How North Ballarat will keep a presence in the Victorian Football League.
Right now, it just feels like talk.
In the past week two weeks two more really good people have walked from the club. They each have their personal reasons. The latest dramatic walk-outs have taken place only one week out from the Roosters’ season opener.
The club is without a chief executive officer in Bill Mundy, who took up the top job less than four months ago. Mundy, a former regional Telstra boss, has been instrumental off the court in keeping a state league netball outfit in western Victoria.
The club is without a team manager in Marg Richards, one of the most respected managers in the VFL and highly regarded in AFL ranks.
Richards has been with the club for more than 20 years, her knowledge of the game, the league and each and every player to have been on the Roosters’ list is incredible. She is a humble but strong model for women in football, and has set this precedent long it became a trendy thing. What most Ballarat people might not realise, was her departure was noted across the state.
A key part in Richards leaving the club was that she was offered a part-time contract for a job she believed could not properly be achieved in a part-time role. The VFL is increasingly becoming a professional league. Clubs have to be able to compete against AFL resources with almost all Victorian clubs now sporting their own VFL arm, or in the process of moving in that direction. Our players are competing against AFL-listed players, whose full-time jobs are to be a footballer. This nothing new, but should serve as a reason for the Roosters to strengthen ranks on and off the field to compete, not retreat from these high demands.
It is not good enough for anyone in this town to dismiss the Roosters as a struggling team or a perennially ‘developing’ team.
There is a squad of players busting their guts each and every week to take their game against the state’s best, when really they could probably earn more and work less on their games to be heroes in grassroots leagues.
And they lack support.
Press Box has repeatedly made clear this team is bigger than one club. It is about representing a whole city.

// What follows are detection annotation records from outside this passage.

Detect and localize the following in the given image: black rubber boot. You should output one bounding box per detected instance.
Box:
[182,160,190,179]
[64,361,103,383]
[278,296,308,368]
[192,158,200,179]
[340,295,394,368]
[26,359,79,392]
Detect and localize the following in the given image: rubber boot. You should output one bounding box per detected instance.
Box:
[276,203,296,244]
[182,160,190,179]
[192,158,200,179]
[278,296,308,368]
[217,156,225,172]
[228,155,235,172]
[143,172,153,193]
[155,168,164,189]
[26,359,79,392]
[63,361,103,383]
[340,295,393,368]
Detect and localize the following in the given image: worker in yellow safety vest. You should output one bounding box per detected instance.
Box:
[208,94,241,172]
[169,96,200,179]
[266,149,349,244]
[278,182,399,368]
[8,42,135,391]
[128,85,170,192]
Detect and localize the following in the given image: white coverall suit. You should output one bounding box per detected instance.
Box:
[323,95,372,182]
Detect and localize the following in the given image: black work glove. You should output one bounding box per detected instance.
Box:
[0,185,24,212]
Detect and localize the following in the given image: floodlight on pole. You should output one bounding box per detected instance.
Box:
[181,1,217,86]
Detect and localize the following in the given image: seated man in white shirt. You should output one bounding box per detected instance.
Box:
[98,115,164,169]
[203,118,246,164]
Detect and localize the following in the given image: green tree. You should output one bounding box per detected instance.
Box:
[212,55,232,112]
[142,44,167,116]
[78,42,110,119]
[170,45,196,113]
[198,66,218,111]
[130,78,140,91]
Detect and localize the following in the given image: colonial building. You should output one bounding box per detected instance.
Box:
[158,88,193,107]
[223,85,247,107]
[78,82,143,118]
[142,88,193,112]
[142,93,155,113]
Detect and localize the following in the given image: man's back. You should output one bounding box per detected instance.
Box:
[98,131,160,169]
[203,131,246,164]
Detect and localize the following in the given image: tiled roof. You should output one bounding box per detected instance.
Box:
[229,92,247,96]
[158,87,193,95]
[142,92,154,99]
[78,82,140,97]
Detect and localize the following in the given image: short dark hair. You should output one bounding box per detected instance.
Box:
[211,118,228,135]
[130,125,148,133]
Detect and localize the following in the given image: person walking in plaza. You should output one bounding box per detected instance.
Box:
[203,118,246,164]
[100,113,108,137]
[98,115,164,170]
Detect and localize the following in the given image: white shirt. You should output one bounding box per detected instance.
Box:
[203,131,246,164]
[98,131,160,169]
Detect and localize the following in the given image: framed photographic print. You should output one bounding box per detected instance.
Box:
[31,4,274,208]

This is why we deserve answers and strong action.
There is a genuine backing for players in deep into western Victoria, which feels North Ballarat carries the responsibility as their state league representatives.
But it is hard to generate active support for a club failing to explain what is happening in an ongoing economic and administrative implosion.
We want to be a destination to bring AFL in-season games but how can we be taken seriously when from the outside our marquee team appears to be crumbling.
We will not truly grasp what we have got until it is gone. It is not ok to settle for ‘we tried’. We deserve more.